Linda Ellerbee is an outspoken journalist, award-winning television documentary producer, writer and anchor, best-selling author, breast cancer survivor, mom, grandmother and one of the most sought-after speakers in America.
Ellerbee began her career over 40 years ago in 1972 at the Associated Press. In 1973, she was hired to be an on-air reporter at KHOU in Houston, Texas. Six months later, she was offered a job at WCBS, New York, as the “hard news” reporter for the 11pm newscast.
In 1975, she moved to NBC (national) News where, as Congressional Correspondent, she spent years covering national politics.
In 1982, she pioneered the late-night news program NBC News Overnight, which she wrote and anchored with Lloyd Dobyns. Overnight was cited by the duPont-Columbia Awards as “possibly the best written and most intelligent news program ever.”
In 1986, Ellerbee moved to ABC News to anchor and write Our World, a weekly primetime historical series. Her writing on Our World won her a national News & Documentary Emmy.
In 1987, Ellerbee and Rolfe Tessem, her partner, quit network news to start Lucky Duck Productions, a New York based company that produces news, documentaries and other specials for broadcast and cable.
Lucky Duck Productions began by producing documentaries for PBS. Then, in 1991, Lucky Duck began producing Nick News for Nickelodeon. Ellerbee is Executive Producer, writer and anchor.
2015 marked the 25th anniversary of Nick News, the longest running children’s news program in television history. Nick News was watched by more children than watch all other television news shows put together—and has earned honors traditionally associated with adult programming. Known for the respectful and direct way it speaks to children about the important issues of our time, Nick News has collected three Peabody Awards (including one personal Peabody given to Ellerbee for her coverage of the Clinton investigation), a duPont-Columbia Award and ten national Emmys for Outstanding Children’s Program.
In 2009, Nick News received the Edward R. Murrow Award for best Network News Documentary — and made history as the first children’s television program ever to receive this prestigious award.
For the last 25+ years, Ellerbee and her work were also seen all over the television universe, as Lucky Duck Productions has produced and continues to produce specials for ABC, CBS, HBO, PBS, Lifetime, MTV, Logo, A&E, MSNBC, SOAPnet, Animal Planet and TV Land, among others.
In 2004, Ellerbee was honored with another Emmy, this time for her series, When I Was a Girl, which aired on WE: the women’s entertainment network.
Ellerbee’s first book, And So It Goes (published in 1986), a humorous look at television news, became an instant best seller, and a favorite among journalists.

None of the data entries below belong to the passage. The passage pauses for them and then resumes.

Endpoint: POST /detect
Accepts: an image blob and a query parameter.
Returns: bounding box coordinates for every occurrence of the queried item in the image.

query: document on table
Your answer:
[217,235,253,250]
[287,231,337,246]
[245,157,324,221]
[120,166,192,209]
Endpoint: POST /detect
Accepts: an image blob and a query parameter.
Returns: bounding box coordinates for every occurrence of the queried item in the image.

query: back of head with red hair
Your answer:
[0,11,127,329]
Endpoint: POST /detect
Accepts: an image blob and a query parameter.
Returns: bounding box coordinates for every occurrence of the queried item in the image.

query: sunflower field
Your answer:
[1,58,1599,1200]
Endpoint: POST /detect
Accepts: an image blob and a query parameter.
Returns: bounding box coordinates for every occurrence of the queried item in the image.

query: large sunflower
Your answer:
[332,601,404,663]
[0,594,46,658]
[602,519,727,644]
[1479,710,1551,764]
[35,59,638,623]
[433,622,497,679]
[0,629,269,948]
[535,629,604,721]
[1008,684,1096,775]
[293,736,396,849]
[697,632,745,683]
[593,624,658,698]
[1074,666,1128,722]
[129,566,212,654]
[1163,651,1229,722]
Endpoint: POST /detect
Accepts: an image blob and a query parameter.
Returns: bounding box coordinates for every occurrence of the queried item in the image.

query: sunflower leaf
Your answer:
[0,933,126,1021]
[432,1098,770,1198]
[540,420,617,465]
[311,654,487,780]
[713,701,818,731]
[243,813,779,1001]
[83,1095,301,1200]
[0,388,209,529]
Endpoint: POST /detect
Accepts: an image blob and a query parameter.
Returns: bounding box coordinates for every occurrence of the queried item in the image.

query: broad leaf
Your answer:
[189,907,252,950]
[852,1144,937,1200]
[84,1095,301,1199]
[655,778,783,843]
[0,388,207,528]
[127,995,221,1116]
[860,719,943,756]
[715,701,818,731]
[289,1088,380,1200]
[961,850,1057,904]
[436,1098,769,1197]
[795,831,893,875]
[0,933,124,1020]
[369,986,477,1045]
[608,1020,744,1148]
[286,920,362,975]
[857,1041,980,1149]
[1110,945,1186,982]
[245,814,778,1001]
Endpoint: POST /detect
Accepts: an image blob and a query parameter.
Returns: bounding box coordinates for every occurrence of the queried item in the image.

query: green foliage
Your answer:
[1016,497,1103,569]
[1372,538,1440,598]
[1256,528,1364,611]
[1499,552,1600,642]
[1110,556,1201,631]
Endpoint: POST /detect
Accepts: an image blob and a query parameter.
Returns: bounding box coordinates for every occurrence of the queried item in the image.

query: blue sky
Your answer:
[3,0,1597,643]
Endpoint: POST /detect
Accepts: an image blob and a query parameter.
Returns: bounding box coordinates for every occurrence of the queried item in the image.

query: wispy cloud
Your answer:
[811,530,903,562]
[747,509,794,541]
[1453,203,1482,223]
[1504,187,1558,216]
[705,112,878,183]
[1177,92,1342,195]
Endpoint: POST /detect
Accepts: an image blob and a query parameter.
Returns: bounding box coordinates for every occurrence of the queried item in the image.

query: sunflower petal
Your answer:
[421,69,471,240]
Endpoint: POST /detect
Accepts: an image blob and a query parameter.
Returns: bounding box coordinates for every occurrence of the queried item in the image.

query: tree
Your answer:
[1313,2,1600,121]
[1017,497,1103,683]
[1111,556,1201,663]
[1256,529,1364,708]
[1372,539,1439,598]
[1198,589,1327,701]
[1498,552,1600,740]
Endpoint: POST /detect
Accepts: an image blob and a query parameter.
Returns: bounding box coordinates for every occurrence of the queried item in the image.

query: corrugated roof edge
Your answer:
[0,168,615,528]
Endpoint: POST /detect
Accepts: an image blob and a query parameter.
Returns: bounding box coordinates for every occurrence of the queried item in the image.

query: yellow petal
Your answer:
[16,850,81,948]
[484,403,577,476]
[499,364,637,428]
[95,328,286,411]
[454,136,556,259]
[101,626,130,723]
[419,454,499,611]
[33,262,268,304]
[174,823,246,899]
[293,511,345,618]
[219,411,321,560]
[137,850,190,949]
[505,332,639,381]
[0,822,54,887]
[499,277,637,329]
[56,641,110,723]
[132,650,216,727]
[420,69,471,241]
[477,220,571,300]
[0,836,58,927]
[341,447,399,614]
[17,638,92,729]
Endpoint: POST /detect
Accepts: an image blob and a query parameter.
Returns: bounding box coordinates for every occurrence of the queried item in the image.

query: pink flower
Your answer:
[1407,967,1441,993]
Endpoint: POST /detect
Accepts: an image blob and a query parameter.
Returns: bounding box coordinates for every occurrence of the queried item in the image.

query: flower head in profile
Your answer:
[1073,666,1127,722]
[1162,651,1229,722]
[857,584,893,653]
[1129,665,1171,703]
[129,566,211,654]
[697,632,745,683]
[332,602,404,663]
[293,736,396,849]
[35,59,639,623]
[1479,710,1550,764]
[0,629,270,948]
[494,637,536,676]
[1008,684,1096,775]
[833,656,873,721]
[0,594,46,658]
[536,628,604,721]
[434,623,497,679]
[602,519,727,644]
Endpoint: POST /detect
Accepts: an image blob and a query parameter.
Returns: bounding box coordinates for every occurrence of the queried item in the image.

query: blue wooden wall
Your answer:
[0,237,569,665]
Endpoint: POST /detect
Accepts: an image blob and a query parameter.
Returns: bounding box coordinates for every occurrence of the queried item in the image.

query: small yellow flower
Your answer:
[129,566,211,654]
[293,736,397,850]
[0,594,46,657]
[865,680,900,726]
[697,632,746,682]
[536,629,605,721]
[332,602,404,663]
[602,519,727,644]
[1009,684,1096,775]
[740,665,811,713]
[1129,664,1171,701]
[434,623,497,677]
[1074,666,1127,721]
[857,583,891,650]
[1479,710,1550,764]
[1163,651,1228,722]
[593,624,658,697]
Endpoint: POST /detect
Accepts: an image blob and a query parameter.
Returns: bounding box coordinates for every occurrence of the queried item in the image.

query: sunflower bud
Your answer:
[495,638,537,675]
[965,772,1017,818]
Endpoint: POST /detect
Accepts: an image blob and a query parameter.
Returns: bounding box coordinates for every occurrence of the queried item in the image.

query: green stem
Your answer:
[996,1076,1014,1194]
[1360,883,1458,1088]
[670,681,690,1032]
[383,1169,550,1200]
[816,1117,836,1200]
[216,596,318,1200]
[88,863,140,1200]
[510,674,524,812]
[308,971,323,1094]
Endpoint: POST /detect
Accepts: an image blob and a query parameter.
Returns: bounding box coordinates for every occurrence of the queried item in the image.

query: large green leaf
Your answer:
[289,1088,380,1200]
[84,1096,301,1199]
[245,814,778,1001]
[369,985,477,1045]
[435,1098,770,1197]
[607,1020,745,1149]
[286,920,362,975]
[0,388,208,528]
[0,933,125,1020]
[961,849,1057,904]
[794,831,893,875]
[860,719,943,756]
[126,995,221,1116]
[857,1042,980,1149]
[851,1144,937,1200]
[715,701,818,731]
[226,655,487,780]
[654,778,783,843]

Her second book, Move On, published in 1991, containing stories about being a working single mother, a child of the ‘60s, and a woman trying to find some balance in her life, was also a best seller, as was her third book (published in 2005), Take Big Bites: Adventures Around the World and Across the Table, a humorous account of her love of travel, talking to (and eating with) strangers, and, according to Ellerbee, “oh, just making trouble in general.”
Her foray into books for children, an eight-part fiction series entitled Get Real (published in 2000) about middle school students who start a school newspaper, won (and continues to win) her raves among young readers.
In 2011, Ellerbee was honored with the Lifetime Achievement Award for Children’s Television at the annual Banff International Media Festival.
Also in 2011, at the annual Gracie Awards, Ellerbee received the Tribute Award, the highest honor given by the Alliance for Women in Media. On presenting the Gracie, former CNN anchor Aaron Brown said to a ballroom of a thousand women, “The two most important women in the history of television news are Barbara Walters and Linda Ellerbee. Barbara Walters made it possible for you to be on television news; Linda Ellerbee made it possible for you to be you on television news.”
In December of 2015, Ellerbee announced her retirement from television but did not retire from her run as a popular and versatile speaker. Ellerbee still travels thousands of miles each year, inspiring audiences with her insight, while filling banquet rooms and concert halls with laughter. They come to hear her trademark wit and wisdom on everything from how to survive corporate America with your values intact to how to survive breast cancer and live to laugh about it (also, she often speaks to medical groups concerning healthcare from a patient’s point of view), and, in general, how to accept — even embrace — a changing world, perhaps even making a few changes yourself.
Although Ellerbee has won most of television’s highest honors, she says it’s her partner, her two children and four grandchildren who’ve brought life’s richest rewards. Her son, Joshua Veselka, is a journalist. Her daughter, Vanessa Veselka, is a novelist. Her grandchildren, Violet, Ruben, Gabriel and Milo, are noisy. Ellerbee lives in New York City and Massachusetts with Rolfe Tessem, her partner in life and work, and their two Greek rescue dogs, Daisy and Dolly.